Das zieht einem glatt die Schuhe aus, oder? Einen Stiefel würde es einem weniger leicht ausziehen. Und damit wären wir schon bei S4. S4 sind nämlich Stiefel, von den Eigenschaften her wie S2. Sie schwächeln ein wenig, was den Wasserdurchtritt betrifft. Die Stiefel sind aber immerhin wasserabweisend und gewährleisten keinen Wassereintritt während der ersten 15 Minuten. Na ja, das haben wir schon besser gesehen. Auch im Punkto Durchtrittsicherheit und Profil gibt es Defizite, die allerdings aufgehoben werden, wenn wir zu S5 wechseln. Ansonsten sind S5 wie S4, wassermäßig etwas schwach auf der Brust.
Ganz kurz nochmal: Mit Kappe 200 Joule sind Sicherheitsschuhe. Keine Kappe, keine Sicherheitsschuhe. SB können hinten offen sein. S1 hinten zu. S2 wasserdicht. S3 profilierte Sohle und durchtrittsicher.
S 4 und S5 Stiefel, S5 durchtrittsicher mit profilierter Sohle wie die Schuhe der Sonderkategorie S1P.
Da sind wir doch schön entspannt auf Schusters Rappen durch die ganzen Hauptkategorien galoppiert. War doch ganz leicht.
Mit den ganzen Zusatzkennzeichnungen will ich hier gar keinen nerven, teilweise würde ich mich da auch wiederholen, ich führe sie nur mal kurz auf.
● A: Antistatische Eigenschaften
● E: Energieaufnahme im Fersenbereich
● P: Durchtrittsicherheit
● M: Schutz des Mittelfußknochens
● CI: Isolierung gegen Kälte
● HI: Isolierung gegen Wärme
● CR: Schnittfester Schaft
● FO: benzin- und ölresistente Sohle
● WR: Sicherheitsschuhe sind wasserabweisend
● WRU: Wasserdurchtritt und Wasseraufnahme des Schaftes
● HRO: Sicherheitsschuhe sind hitzebeständig gegen Kontaktwärme
● ESD: Schutz vor elektrostatischer Entladung
(Die ESD-Kennzeichnung dient nicht dem Personenschutz! Also bitte nicht in eine Steckdose fassen und glauben, die Schuhe würden einen schützen. Überhaupt niemals in Steckdosen fassen!)
Der offizielle Warnhinweis lautet: ESD-Schuhe sind nicht geeignet für Elektriker bzw. bei Arbeiten an elektrische Spannung führenden Quellen.
Gut kann man sich hier merken, dass das M für den Mittelfußknochen steht, dass Cl cold ist und die Hansestadt Rostock (HRO) ein heißes Pflaster.
Wer jetzt noch etwas über Sicherheitsschuhe wissen möchte, der sollte zunächst einmal sich selbst fragen, was mit ihm nicht stimmt.
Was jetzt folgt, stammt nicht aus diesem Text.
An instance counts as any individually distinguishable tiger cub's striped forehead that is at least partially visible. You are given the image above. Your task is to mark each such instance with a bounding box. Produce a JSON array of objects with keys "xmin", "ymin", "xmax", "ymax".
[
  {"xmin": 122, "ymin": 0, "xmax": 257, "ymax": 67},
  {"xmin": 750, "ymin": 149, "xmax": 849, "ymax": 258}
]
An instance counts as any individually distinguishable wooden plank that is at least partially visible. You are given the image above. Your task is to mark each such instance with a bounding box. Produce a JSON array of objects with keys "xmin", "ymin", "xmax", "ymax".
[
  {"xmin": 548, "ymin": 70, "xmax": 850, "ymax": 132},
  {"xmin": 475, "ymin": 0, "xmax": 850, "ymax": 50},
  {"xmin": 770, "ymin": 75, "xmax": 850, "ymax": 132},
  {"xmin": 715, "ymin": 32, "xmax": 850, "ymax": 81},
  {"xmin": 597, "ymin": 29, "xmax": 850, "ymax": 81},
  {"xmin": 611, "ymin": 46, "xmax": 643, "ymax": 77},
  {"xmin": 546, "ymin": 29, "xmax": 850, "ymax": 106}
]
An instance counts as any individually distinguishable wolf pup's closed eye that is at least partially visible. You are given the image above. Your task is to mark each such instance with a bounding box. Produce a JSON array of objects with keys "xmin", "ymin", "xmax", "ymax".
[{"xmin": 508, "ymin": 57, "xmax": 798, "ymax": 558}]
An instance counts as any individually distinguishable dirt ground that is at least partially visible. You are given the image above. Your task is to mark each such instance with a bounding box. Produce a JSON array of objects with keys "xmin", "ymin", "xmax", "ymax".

Wenn er sich dann nach genauerer Prüfung immer noch ok findet, ist es Zeit sich an das Deutsche Institut für Normung zu wenden, die haben bestimmt Spaß an sowas. Ich sage mir: Schuster bleib bei deinen Leisten! Schreiben und schreiben sind eindeutig zwei Paar Schuhe. Ich ziehe jetzt meinen Stiefel durch und mache hackenknallend weiter mit der Auftragsbearbeitung, denn damit verdiene ich hier normalerweise mein Geld.